While the first two acts of Watkins’ Speak No Evil are relatively faithful to the original, as American studios are prone to do with European remakes, the third act pretty much totally undercuts Tafdrup’s nihilistically bleak ending.

Although they’re subjected to their fair share of violence and psychological trauma, the Dalton family gets off way easier than their Danish counterparts. In the original, Bjorn (a.k.a. Ben) is the one to discover the people they’ve been staying with are actually serial killers with a pattern of deceiving couples on holiday with a young child before killing the parents, cutting out the child’s tongue, and forcing him or her to masquerade as their own kid to help draw in future victims.

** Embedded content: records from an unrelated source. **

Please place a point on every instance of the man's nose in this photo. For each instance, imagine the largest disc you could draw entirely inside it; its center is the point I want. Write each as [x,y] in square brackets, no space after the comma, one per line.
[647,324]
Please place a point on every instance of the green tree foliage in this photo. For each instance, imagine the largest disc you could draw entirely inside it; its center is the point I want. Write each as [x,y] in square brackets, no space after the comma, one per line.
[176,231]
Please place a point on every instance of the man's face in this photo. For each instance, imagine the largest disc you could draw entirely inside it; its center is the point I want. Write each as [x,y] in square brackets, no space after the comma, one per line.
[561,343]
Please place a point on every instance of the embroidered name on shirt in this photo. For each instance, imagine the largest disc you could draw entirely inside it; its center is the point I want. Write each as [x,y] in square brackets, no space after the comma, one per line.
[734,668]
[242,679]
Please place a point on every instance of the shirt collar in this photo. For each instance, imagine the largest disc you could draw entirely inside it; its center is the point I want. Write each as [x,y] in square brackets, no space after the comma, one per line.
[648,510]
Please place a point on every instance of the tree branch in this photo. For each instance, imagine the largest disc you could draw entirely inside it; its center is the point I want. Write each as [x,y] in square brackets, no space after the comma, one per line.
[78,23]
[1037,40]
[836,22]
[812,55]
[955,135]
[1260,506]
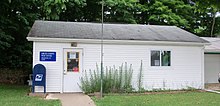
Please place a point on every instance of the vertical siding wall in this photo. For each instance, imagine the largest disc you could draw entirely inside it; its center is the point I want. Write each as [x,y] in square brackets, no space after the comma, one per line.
[185,70]
[212,68]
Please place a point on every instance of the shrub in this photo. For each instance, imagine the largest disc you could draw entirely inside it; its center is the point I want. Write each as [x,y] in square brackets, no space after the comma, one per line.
[114,80]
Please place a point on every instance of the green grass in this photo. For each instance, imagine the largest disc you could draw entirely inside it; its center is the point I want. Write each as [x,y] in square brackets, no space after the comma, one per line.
[180,99]
[11,95]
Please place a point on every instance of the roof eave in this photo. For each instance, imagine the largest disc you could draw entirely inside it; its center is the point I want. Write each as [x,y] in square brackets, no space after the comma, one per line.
[98,41]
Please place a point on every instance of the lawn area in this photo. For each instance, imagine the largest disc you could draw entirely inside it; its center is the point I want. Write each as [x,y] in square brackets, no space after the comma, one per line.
[180,99]
[11,95]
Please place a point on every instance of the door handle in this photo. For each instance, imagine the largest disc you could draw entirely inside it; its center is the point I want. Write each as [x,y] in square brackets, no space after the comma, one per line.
[64,72]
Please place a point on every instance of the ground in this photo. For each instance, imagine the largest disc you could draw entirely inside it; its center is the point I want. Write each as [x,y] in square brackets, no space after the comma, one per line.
[11,95]
[191,98]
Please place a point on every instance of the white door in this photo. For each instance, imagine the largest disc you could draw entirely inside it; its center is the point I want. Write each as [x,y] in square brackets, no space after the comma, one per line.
[72,70]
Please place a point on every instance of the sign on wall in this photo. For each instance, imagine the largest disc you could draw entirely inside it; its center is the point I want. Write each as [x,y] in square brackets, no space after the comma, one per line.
[47,56]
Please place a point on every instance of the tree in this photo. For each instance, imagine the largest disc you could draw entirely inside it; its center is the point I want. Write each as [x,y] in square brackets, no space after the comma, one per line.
[207,10]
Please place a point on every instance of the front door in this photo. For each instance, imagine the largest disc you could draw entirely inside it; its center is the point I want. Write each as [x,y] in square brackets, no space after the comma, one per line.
[72,70]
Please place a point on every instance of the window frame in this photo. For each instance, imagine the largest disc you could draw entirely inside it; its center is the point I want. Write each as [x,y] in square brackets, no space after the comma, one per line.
[161,58]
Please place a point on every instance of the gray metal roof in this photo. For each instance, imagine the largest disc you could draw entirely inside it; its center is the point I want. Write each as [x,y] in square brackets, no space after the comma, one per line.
[83,30]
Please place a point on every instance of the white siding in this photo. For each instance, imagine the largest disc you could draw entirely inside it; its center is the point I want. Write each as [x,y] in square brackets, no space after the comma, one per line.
[185,70]
[212,68]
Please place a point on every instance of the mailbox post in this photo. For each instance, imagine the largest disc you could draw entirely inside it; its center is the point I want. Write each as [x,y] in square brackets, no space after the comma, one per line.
[39,77]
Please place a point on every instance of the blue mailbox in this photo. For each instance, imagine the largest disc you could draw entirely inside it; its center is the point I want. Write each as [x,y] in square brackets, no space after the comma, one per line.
[39,77]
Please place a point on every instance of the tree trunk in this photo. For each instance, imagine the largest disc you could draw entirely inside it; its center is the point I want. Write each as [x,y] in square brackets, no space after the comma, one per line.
[213,24]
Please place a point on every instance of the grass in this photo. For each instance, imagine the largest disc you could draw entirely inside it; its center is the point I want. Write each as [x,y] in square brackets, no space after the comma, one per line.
[179,99]
[11,95]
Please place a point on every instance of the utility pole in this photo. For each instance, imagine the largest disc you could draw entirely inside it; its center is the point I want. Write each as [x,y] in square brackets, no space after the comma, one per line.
[101,91]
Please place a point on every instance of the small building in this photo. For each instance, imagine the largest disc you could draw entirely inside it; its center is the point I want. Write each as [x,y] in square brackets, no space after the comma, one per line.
[172,58]
[212,60]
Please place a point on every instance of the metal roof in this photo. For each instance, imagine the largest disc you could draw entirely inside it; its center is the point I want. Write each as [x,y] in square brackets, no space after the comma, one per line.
[215,45]
[83,30]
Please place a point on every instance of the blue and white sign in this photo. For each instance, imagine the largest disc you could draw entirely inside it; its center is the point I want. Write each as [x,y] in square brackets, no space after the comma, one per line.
[38,77]
[47,56]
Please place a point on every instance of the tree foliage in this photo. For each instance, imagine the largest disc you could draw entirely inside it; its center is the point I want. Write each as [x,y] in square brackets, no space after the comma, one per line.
[17,17]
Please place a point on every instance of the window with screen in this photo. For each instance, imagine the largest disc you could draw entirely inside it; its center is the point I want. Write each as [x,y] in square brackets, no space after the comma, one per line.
[160,58]
[73,61]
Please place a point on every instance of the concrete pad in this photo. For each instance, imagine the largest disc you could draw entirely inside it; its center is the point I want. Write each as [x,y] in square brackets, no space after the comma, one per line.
[72,99]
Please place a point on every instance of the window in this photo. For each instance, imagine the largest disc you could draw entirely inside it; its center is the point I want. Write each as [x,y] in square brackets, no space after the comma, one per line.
[160,58]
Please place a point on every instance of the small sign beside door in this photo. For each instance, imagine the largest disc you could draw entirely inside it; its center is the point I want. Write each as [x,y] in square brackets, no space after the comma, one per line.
[47,56]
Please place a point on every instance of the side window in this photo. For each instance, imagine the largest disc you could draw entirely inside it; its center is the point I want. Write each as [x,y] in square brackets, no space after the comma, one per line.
[155,58]
[165,58]
[160,58]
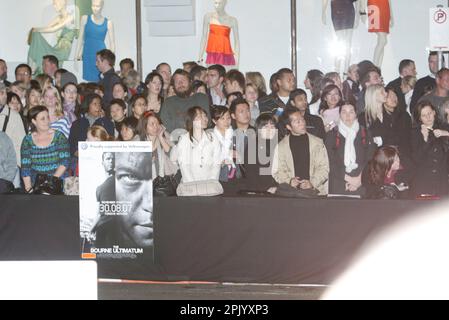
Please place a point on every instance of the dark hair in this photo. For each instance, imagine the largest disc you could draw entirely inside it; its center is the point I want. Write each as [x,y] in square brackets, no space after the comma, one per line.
[326,91]
[131,123]
[52,59]
[150,78]
[88,100]
[134,99]
[273,83]
[143,122]
[265,118]
[315,77]
[237,95]
[418,109]
[295,93]
[218,112]
[345,103]
[120,102]
[219,68]
[23,65]
[127,61]
[124,88]
[190,64]
[235,103]
[442,72]
[198,84]
[380,164]
[196,71]
[32,114]
[285,118]
[404,64]
[162,64]
[190,118]
[367,76]
[107,55]
[235,75]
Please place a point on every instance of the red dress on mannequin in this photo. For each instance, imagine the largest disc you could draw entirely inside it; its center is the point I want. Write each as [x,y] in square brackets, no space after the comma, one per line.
[379,16]
[219,50]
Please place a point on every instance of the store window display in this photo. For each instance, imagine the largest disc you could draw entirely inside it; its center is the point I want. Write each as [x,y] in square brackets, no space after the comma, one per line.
[94,31]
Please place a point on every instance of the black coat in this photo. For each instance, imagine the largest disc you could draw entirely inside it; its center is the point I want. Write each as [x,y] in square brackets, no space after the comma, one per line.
[394,130]
[419,90]
[430,159]
[335,145]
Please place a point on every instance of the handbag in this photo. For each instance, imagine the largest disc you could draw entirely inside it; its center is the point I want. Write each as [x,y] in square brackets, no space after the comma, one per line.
[165,186]
[207,188]
[47,185]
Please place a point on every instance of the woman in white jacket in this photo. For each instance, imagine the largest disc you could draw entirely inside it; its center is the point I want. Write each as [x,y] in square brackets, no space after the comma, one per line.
[197,152]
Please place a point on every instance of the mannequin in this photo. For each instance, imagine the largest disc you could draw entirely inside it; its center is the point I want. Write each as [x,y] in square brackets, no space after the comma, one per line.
[380,20]
[64,25]
[216,34]
[93,32]
[345,17]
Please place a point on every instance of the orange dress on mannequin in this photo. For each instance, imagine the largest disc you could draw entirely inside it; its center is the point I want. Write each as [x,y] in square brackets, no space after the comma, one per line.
[219,50]
[379,16]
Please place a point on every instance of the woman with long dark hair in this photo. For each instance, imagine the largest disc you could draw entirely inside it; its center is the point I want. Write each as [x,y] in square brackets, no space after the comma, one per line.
[385,177]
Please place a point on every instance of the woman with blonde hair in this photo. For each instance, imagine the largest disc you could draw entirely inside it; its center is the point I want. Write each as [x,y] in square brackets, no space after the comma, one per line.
[53,102]
[375,97]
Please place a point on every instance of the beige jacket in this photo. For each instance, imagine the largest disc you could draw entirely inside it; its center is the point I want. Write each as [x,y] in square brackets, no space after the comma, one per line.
[283,169]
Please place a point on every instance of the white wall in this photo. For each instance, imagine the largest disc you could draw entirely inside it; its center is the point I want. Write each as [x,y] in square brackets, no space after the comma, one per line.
[20,16]
[408,39]
[264,28]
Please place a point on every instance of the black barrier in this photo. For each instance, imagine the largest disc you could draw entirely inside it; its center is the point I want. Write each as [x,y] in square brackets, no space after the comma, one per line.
[257,240]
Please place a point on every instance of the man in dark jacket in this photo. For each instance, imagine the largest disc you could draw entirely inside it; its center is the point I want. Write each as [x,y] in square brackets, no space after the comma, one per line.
[105,63]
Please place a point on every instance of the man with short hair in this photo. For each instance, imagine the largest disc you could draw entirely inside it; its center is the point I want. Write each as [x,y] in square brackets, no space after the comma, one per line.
[406,68]
[214,80]
[49,65]
[105,64]
[426,82]
[11,123]
[8,164]
[440,94]
[126,65]
[300,159]
[371,77]
[174,109]
[276,102]
[4,73]
[298,102]
[234,81]
[23,73]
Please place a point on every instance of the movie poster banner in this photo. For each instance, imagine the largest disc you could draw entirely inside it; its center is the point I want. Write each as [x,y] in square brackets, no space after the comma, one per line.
[116,200]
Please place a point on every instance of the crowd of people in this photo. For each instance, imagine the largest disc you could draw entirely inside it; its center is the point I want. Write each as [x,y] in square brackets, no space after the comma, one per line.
[226,132]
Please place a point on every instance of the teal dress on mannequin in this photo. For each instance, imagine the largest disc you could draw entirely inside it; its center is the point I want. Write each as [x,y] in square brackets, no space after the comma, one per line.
[39,48]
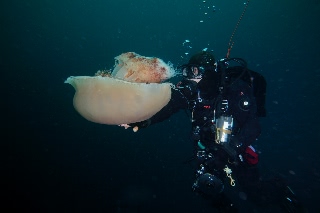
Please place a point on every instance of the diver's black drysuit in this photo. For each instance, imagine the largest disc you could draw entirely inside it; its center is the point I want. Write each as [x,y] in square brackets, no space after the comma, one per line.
[244,91]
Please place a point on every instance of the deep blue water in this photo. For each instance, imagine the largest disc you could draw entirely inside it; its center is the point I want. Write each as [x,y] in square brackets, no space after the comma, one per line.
[56,161]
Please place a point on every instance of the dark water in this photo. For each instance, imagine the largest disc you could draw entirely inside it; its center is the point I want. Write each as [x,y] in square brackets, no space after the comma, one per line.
[56,161]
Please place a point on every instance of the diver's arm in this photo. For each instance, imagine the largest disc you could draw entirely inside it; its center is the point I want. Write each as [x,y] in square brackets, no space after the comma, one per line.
[244,108]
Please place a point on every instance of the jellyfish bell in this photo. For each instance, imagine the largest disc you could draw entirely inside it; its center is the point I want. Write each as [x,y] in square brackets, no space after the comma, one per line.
[132,93]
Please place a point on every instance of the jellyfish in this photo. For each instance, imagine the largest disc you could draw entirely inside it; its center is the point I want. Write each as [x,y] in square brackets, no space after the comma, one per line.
[134,91]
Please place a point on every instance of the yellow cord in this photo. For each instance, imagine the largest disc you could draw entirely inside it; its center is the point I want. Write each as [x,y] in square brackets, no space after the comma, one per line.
[228,172]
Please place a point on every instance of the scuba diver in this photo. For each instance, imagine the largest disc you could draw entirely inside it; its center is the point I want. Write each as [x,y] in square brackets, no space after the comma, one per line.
[225,103]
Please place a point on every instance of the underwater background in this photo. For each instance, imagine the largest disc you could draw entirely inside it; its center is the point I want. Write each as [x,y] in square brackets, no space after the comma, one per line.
[54,160]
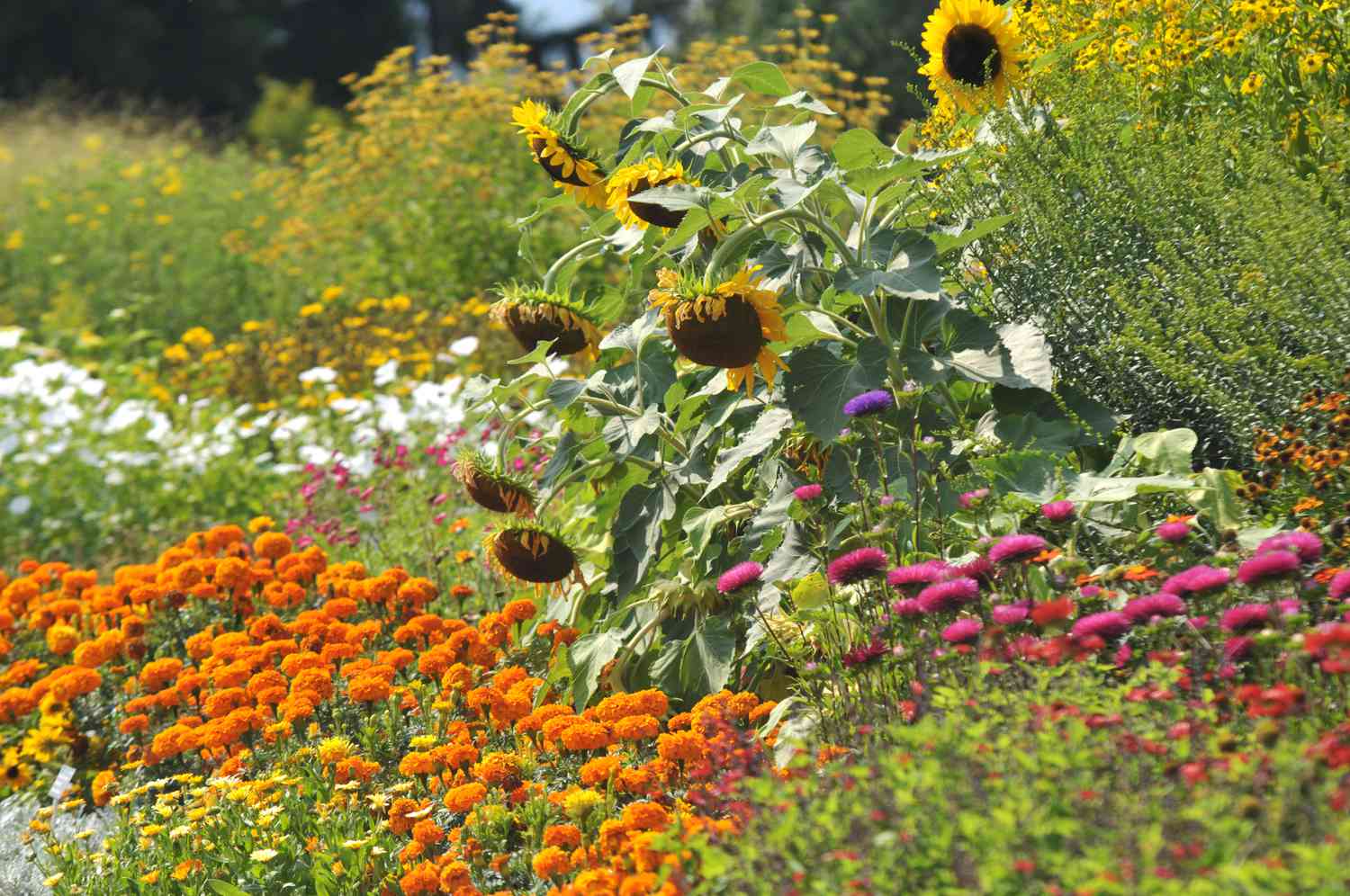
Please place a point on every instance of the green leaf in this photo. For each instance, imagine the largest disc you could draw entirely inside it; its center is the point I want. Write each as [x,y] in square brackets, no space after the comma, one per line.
[629,75]
[820,381]
[588,656]
[761,77]
[756,443]
[860,148]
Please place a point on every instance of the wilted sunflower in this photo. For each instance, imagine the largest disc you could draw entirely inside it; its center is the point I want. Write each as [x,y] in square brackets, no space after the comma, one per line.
[531,553]
[535,316]
[728,328]
[493,488]
[974,51]
[629,181]
[562,157]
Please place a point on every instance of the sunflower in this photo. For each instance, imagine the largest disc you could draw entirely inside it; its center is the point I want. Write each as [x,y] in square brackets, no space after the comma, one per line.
[535,316]
[728,328]
[491,488]
[628,181]
[531,553]
[14,772]
[561,156]
[975,51]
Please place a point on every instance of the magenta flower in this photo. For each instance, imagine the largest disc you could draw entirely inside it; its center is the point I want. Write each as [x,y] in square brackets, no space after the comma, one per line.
[856,566]
[969,498]
[1306,544]
[1017,547]
[1268,566]
[739,577]
[948,596]
[1103,625]
[923,572]
[1163,604]
[961,632]
[1198,579]
[1009,613]
[1245,615]
[1339,586]
[1058,510]
[1174,532]
[868,404]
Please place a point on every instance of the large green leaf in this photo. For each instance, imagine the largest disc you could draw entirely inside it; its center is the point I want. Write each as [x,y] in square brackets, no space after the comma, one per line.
[821,381]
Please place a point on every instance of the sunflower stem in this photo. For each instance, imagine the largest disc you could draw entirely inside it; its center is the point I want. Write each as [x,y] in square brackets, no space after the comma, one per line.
[556,267]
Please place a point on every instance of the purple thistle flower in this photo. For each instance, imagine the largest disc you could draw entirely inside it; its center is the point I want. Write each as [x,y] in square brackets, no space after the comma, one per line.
[906,607]
[948,596]
[963,631]
[1009,613]
[1058,510]
[1268,566]
[1164,604]
[807,493]
[1306,544]
[739,577]
[1245,615]
[923,572]
[1339,586]
[1104,625]
[856,566]
[969,498]
[1017,547]
[1198,579]
[867,404]
[1174,532]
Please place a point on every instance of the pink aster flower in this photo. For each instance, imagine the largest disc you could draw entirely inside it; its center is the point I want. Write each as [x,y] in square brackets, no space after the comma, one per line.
[963,631]
[1198,579]
[948,596]
[1245,615]
[1017,547]
[1058,510]
[1103,625]
[1268,566]
[1163,604]
[1174,531]
[739,577]
[923,572]
[1306,544]
[1009,613]
[856,566]
[1339,586]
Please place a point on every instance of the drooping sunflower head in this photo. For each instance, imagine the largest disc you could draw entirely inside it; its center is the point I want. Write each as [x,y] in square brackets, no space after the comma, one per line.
[634,178]
[729,327]
[528,552]
[535,316]
[493,488]
[562,156]
[975,53]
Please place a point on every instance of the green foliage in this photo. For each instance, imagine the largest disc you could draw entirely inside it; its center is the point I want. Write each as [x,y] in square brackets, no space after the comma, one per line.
[1183,274]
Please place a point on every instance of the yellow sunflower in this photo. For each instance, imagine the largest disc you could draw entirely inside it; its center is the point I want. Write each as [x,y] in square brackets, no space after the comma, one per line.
[559,156]
[975,53]
[534,316]
[628,181]
[728,328]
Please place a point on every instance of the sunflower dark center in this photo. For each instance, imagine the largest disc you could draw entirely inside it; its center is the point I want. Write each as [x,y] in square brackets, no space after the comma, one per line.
[729,342]
[971,54]
[529,327]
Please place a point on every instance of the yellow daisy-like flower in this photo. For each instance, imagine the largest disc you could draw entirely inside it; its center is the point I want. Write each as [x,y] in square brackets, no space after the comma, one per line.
[558,156]
[534,316]
[728,328]
[628,181]
[975,53]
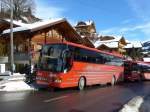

Bjorn then finds Abel (a.k.a. Ant) drowned in the pool, prompting him to flee with his family. However, it’s too late, and Patrick and Karin (a.k.a. Paddy and Ciara) catch up with them, cut out Agnes’ tongue as her parents watch, and then stone Bjorn and Louise to death. When questioned by Bjorn about why they’re doing this, Patrick simply responds, “Because you let me.”

This time around, Ant finally succeeds in getting Agnes to catch on to what’s afoot, giving her time to alert her parents to the situation. A tense confrontation ensues when the Daltons try to leave that turns the movie into a cat-and-mouse thriller in which the the good guys eventually succeed in killing their aggressors and survive the whole ordeal.

As for why Watkins chose to basically defang his finale, the director told Total Film that he didn’t feel the need to make another “incredibly bleak movie.”

“What I’ve taken from [Tafdrup’s] film is the satire, the exploration of the social rules, and how we react,” he said. “You can give people an incredibly tense roller coaster ride that has thematic nourishment and things to take away and talk about in the pub, but it can be fun.”